L’emphase « baroque » et nécrophile
constituant une sorte de memento mori formulé sous forme
de vanitas zoomorphes, qui fest rappelé par le petit
tableau de Monsù Desiderio de 1622, qui représente
l’enfer et qui est placé près du « bas-
relief ».
La violence par le biais
de la clef « esthétisante » et ornementale du
minimalisme, est aussi déclinée dans Wall Drawing
(2006). Ici, l’hommage à Sol LeWitt est explicite par le
truchement des cercles de fil de fer barbelé, disposés de
manière à dessiner une séquence
élégante sur le mur, qui sous-tend de manière
métonymique l’image d’une géométrique
ascétique de la construction (avec une référence
directe à Guantanamo).
De plus, l’utilisation des mêmes matériaux et des
mêmes préceptes revient dans Décor (2010-
2011). L’œuvre est la citation du tableau de Grünewald,
avec l’image du Christ en croix, transposé des deux dimensions
de la peinture à la troisième dimension de la sculpture.

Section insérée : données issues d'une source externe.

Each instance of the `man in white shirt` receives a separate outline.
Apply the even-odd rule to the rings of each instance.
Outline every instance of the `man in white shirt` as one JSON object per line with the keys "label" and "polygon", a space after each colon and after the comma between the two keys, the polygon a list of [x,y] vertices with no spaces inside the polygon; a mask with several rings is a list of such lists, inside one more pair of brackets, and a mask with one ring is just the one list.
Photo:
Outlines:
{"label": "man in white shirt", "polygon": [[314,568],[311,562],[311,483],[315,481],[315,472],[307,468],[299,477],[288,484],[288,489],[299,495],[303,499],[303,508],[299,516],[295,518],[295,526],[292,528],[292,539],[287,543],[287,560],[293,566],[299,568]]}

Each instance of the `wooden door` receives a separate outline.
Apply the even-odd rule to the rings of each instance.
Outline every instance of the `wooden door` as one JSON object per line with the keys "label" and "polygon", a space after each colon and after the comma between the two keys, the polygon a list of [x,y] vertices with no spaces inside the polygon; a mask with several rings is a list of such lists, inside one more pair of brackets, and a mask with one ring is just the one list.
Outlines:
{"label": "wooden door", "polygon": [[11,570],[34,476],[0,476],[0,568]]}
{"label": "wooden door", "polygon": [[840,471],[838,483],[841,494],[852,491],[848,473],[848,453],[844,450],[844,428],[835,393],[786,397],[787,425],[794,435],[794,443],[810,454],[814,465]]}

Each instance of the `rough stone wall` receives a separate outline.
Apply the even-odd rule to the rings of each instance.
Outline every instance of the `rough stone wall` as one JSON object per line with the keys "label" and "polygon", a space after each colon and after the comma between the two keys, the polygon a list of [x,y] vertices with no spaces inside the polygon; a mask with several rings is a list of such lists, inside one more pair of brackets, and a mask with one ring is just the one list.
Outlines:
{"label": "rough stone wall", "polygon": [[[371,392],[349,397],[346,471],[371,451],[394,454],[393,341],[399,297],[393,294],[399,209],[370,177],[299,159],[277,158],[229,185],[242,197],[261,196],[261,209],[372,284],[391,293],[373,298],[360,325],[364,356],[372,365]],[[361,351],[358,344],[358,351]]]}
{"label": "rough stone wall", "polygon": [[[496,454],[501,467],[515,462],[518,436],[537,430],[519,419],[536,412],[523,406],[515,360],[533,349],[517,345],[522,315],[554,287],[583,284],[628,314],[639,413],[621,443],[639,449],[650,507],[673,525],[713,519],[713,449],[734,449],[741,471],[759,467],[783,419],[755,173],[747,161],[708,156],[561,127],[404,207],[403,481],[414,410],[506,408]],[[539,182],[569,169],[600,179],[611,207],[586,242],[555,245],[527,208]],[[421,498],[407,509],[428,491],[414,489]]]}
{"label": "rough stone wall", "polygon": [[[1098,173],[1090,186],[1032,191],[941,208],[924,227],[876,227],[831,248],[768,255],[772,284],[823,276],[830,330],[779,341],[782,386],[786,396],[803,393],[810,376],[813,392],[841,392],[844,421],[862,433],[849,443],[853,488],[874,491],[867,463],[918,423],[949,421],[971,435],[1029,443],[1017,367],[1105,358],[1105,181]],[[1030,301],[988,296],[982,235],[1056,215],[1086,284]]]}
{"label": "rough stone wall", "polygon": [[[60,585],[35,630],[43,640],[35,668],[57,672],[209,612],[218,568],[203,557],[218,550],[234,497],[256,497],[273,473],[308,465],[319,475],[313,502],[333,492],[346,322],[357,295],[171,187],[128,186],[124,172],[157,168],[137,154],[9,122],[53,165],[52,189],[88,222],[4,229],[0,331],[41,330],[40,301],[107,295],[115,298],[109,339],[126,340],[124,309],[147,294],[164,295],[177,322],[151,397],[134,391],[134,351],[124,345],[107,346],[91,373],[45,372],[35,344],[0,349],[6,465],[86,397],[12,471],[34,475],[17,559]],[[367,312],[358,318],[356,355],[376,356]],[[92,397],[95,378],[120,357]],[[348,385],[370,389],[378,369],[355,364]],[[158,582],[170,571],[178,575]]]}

Elle faite de fil de fer barbelé dont les pointes ont
été affinée avec des lames de rasoir.
L’ensemble est composé de quatre copies du Christ presque
identiques. L’image n’est pas neutre, même si
l’artiste déclare ne pas être intéressé
à l’aspect religieux. Pour lui, c’est un symbole
important pour des centaines de millions de chrétiens et l’un
des topoi, sinon le topos par excellence, de
l’histoire de l’art occidental, au point d’être le
véhicule de significations sans nombre, aussi religieuses
qu’historiques, sociales et artistiques.
Ce qui rend
« superficiel » la transcription de la douleur du Christ
dans la version d’Abdessemed, qui veut souligner la finitude de
l’homme dans l’acception du martyre, est la duplication
formelle d el’ imagé de Grünewald (l’original et
l’interprétation contemporaine ont été
exposés ensemble à Colmar). En d’autres termes, le
peintre allemand a rendu le message subliminal de son adhésion
personnelle à la nature la plus humaine que divine du Christ, en
rendant manifeste l’évidence charnelle de son corps et en
montrant la décomposition de son corps de Rédempteur par la
transformation synthétique rendue possible par les synecdotes de la
cause (fil barbelé et rasoir) à la place de l’effet (le
sang, les blessures).
Le résultat, pour
le spectateur, est plus sensible et plus sensationnel
qu’émotif, car l’intensité et la sublimité
intrinsèques du référent original ne sont pas
suggérées par les copies nouvelles qui induisent à
l’inverse un sens de danger et qui déplace
l’imagination vers des perplexités contenues et une certaine
circonspection.
En conclusion, Décor, avec la sérialité perturbante de ses éléments, organisés de manière savante pour solliciter plus la pruderie que la qualité esthétique dans la vision, fonctionne comme un révélateur pour l’entière poétique de l’artiste. Avec une artiste encore postmoderne, il oscille entrée des instances authentiquement réalistes au niveau de l’idéation et des redondances maniéristes au moment de traduite les élans imaginatifs en des formes significatives et expressives.